夕顔を食べる
夕顔(ユウガオ)をご存じだろうか。
源氏物語にも夕顔という女性が出てくるが、ここで話題にするのはそれではなく、植物のユウガオのことである。
夏の夕方に白い花が咲き、翌朝しぼむことからこの名がついたが、ヒルガオ科に属するアサガオ・ヒルガオ・ヨルガオと同じ仲間ではない。まれにヨルガオをユウガオと呼ぶこともあるが、ここで扱うのはウリ科で大きな果実ができるユウガオである。

左がその図である。ウリ科に属する1年生のつる性草本で、長ユウガオと丸ユウガオがある。

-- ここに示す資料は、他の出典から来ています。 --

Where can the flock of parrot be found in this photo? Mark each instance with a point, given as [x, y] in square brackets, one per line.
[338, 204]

丸ユウガオは主として「かんぴょう(干瓢)」の原料になる。(下の写真)
完熟した丸ユウガオの果実は外皮を乾燥して、火ばち、炭取りなどとしても使う。
(平凡社「世界大百科事典より)
いっぽう長ユウガオのほうは、事典によると「若い果実を食用にする」とある。
私の育った地域(秋田県の本荘由利地方)では、ユウガオといえば長ユウガオのことであり、小さい頃からずっと食べてきたので、「食用にする」という記述を読んでも違和感を持たなかったのだが、ある会合に出たとき、「全国的には長ユウガオをほとんど食べないらしい」という話が出た。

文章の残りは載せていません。